Une nouvelle journée s'achevait, et Chaval s'était assis près de Catherine, partageant avec elle sa dernière moitié de tartine. Elle mâchait les bouchées péniblement, il les lui faisait payer chacune d'une caresse, dans son entêtement de jaloux qui ne voulait pas mourir sans la ravoir, devant l'autre (Étienne). Épuisée, elle s'abandonnait. Mais, lorsqu'il tâcha de la prendre, elle se plaignit.

– Oh ! laisse, tu me casses les os.

Étienne, frémissant, avait posé son front contre les bois, pour ne pas voir. Il revint d'un bond, affolé. [...]

– Si tu ne la lâches pas, je t'étrangle !

Vivement, l'autre se mit debout, car il avait compris, au sifflement de la voix, que le camarade allait en finir. La mort leur semblait trop lente, il fallait que, tout de suite, l'un des deux cédât la place. C'était l'ancienne bataille qui recommençait, dans la terre où ils dormiraient bientôt côte à côte ; et ils avaient si peu d'espace, qu'ils ne pouvaient brandir leurs poings sans les écorcher.

– Méfie-toi, gronda Chaval. Cette fois, je te mange.

Étienne, à ce moment, devint fou. Ses yeux se noyèrent d'une vapeur rouge, sa gorge s'était congestionnée d'un flot de sang. Le besoin de tuer le prenait, irrésistible, un besoin physique, l'excitation sanguine d'une muqueuse qui détermine un violent accès de toux. Cela monta, éclata en dehors de sa volonté, sous la poussée de la lésion héréditaire. Il avait empoigné, dans le mur, une feuille de schiste[*], et il l'ébranlait, et il l'arrachait, très large, très lourde. Puis, à deux mains, avec une force décuplée, il l'abattit sur le crâne de Chaval.
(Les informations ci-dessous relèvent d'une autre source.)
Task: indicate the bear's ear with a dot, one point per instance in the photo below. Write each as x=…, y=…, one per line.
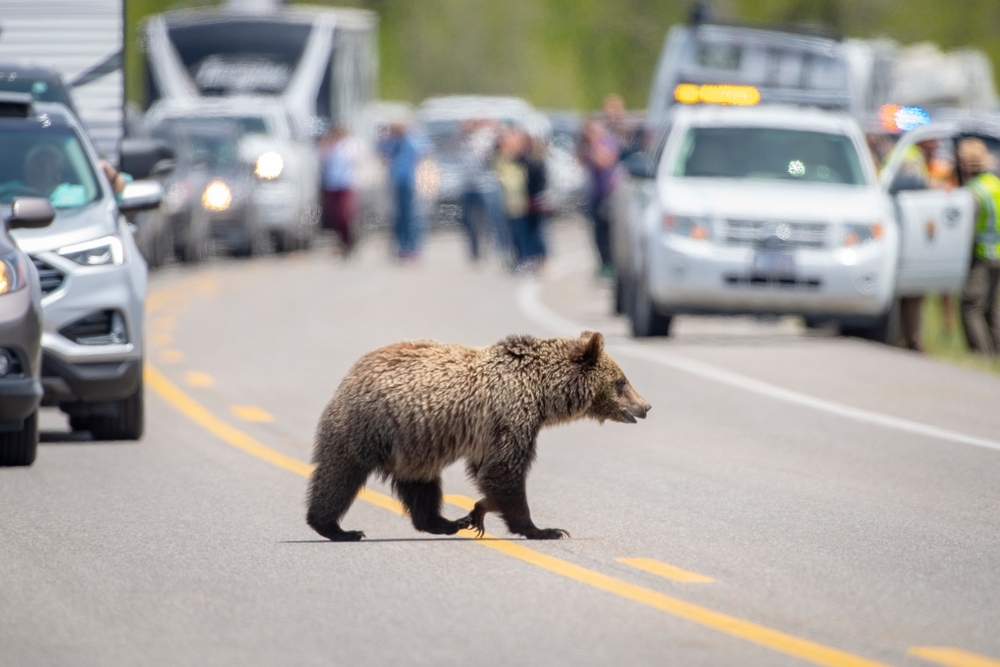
x=592, y=347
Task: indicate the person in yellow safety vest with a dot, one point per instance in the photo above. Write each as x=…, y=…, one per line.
x=980, y=310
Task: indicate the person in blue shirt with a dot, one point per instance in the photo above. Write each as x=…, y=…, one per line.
x=403, y=150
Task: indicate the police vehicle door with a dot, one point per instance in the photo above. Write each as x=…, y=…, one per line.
x=936, y=225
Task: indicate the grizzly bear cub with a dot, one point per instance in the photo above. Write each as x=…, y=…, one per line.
x=406, y=411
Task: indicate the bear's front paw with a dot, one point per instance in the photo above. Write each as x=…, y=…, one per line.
x=546, y=534
x=473, y=522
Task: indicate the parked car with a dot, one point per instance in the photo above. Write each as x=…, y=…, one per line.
x=20, y=334
x=285, y=190
x=93, y=279
x=777, y=210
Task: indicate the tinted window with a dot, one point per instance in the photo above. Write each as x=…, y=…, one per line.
x=45, y=161
x=769, y=154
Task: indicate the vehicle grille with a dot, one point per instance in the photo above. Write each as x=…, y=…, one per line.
x=50, y=277
x=752, y=232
Celui-ci n'eut pas le temps de sauter en arrière. Il tomba, la face broyée, le crâne fendu. La cervelle avait éclaboussé le toit de la galerie, un jet pourpre coulait de la plaie, pareil au jet continu d'une source. Tout de suite, il y eut une mare, où l'étoile fumeuse de la lampe se refléta. L'ombre envahissait ce caveau[*] muré, le corps semblait, par terre, la bosse noire d'un tas d'escaillage[*].
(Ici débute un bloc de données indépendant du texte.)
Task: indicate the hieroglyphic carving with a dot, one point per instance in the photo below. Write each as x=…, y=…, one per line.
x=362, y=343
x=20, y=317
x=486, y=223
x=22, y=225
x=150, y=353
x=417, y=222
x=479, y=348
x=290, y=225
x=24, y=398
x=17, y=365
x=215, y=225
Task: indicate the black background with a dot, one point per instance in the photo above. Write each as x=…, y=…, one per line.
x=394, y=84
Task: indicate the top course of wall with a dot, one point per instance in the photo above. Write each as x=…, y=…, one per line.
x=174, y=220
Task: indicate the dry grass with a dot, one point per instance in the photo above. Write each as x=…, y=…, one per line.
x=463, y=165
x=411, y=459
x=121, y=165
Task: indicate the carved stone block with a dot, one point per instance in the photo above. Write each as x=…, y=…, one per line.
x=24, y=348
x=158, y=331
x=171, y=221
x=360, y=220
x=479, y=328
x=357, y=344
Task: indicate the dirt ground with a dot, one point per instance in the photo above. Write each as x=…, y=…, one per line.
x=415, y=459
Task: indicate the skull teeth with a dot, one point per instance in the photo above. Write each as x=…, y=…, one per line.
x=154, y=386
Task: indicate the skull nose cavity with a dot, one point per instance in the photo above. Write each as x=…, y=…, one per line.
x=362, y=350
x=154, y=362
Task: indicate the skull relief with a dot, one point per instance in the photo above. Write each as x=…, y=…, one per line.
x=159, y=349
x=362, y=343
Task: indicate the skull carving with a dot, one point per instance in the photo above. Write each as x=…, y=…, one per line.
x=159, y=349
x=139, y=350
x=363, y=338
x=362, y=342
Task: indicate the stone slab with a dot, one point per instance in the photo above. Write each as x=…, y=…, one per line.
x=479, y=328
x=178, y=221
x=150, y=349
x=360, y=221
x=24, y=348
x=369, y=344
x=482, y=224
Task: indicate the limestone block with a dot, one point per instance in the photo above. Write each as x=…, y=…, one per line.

Et, penché, l'œil élargi, Étienne le regardait. C'était donc fait, il avait tué. Confusément, toutes ses luttes lui revenaient à la mémoire, cet inutile combat contre le poison qui dormait dans ses muscles, l'alcool lentement accumulé de sa race. Pourtant, il n'était ivre que de faim, l'ivresse lointaine des parents avait suffi. Ses cheveux se dressaient devant l'horreur de ce meurtre, et malgré la révolte de son éducation, une allégresse faisait battre son cœur, la joie animale d'un appétit enfin satisfait.

ÉMILE ZOLA, Germinal, Partie VII, chapitre 5, 1885.

Question

1. Quels sont les éléments qui créent une tension maximale ? Pensez à la relation entre les 3 personnages, à la situation dans laquelle il se trouvent.

Question

2. Pourquoi peut-on dire que la mine n'est pas seulement un lieu réaliste, mais aussi un lieu symbolique ?

Question

3. Qu'est-ce qui déclenche la colère d'Etienne ?

Question

4. Dans le film comment cette scène est-elle traitée ?

Question

5. Le meurtre perpétré par Étienne est-il prémédité, réfléchi ? Justifiez.
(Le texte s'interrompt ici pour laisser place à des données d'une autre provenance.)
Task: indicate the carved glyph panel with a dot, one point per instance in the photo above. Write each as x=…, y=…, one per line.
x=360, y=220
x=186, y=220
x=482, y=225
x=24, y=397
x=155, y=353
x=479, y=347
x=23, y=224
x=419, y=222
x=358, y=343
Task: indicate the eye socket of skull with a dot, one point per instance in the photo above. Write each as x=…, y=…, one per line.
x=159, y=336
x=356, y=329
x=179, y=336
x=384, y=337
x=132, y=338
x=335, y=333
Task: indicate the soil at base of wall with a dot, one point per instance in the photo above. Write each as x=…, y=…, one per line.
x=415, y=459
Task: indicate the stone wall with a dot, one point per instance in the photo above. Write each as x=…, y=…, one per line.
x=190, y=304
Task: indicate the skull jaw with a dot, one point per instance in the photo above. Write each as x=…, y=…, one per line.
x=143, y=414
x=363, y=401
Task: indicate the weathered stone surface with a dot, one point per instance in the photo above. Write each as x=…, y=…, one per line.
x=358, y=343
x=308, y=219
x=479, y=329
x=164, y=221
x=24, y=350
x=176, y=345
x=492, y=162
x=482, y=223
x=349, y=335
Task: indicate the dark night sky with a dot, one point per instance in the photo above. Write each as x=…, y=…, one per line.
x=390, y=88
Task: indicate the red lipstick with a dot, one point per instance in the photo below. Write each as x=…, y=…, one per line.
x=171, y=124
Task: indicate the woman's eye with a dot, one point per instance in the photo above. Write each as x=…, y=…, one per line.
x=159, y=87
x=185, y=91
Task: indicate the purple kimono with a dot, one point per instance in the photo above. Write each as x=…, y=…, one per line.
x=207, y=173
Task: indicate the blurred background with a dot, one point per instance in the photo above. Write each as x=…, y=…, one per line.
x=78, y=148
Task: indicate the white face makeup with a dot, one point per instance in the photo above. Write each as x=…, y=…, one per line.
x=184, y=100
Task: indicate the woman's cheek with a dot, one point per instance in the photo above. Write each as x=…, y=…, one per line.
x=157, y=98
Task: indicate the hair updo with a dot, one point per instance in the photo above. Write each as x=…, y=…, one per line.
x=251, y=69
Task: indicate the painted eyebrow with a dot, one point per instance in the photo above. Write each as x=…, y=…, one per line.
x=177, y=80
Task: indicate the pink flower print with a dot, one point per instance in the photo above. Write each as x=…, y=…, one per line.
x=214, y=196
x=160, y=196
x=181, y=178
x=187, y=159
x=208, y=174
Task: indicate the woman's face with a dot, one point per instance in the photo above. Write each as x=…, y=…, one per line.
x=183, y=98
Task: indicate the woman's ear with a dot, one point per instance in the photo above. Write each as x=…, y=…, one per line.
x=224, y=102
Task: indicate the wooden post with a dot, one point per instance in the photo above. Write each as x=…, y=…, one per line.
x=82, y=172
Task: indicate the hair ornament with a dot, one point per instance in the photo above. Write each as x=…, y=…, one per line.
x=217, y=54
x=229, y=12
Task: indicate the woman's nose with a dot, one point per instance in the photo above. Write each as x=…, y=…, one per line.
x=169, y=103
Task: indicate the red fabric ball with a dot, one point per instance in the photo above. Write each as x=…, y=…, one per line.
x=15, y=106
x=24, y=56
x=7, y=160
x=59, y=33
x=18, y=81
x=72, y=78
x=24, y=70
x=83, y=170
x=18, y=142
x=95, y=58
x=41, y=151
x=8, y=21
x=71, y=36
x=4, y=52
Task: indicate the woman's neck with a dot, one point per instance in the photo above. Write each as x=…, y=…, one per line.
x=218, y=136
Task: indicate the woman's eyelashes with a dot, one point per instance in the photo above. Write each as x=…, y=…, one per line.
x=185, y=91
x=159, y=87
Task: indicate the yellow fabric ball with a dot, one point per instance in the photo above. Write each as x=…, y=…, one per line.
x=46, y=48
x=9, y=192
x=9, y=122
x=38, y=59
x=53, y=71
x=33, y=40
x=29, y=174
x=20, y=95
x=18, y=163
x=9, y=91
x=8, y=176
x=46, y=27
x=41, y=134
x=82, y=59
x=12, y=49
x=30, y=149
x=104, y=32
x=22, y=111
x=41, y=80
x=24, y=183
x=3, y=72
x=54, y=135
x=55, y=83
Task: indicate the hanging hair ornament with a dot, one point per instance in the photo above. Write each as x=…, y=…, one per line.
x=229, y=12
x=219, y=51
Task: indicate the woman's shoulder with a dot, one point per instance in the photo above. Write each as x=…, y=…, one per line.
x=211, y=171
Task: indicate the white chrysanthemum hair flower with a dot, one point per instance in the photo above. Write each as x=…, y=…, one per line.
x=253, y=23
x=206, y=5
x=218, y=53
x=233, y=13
BNF Manuscrits, Arbre Généalogique des Rougon Macquart

Question

6. En observant l'arbre généalogique des Rougon Macquart qui sont les personnages créés par Zola dans sa fresque littéraire, quelles sont les destinées d’Étienne, sa mère et son frère ?

Question

7. Selon le dernier paragraphe qui est responsable du meurtre ?

Question

8. Que pensez-vous de la vision exprimée à la fin de ce texte ? L'homme est-il libre et responsable de ses actes ?

A retenir

Le naturalisme poursuit les mêmes buts que le réalisme, mais s'en distingue par une approche scientifique plus expérimentale du récit. L'auteur dote ses personnages de caractéristiques, de gènes héréditaires, de qualités, mais aussi de tares[*], les place dans un certain milieu et observe ce qui se produit, comme un scientifique.

Zola place Étienne Lantier, fils d'une femme morte d'alcoolisme et d'un père, qui était l'amant de sa mère et l'a abandonnée à sa misère. Dans le milieu de la mine les misérables vont se débattre contre leur destin, la fin est tragique, mais elle apporte l'espoir d'un renouveau avec cette germination. Les grandes révolutions ont souvent des prémisses dramatiques.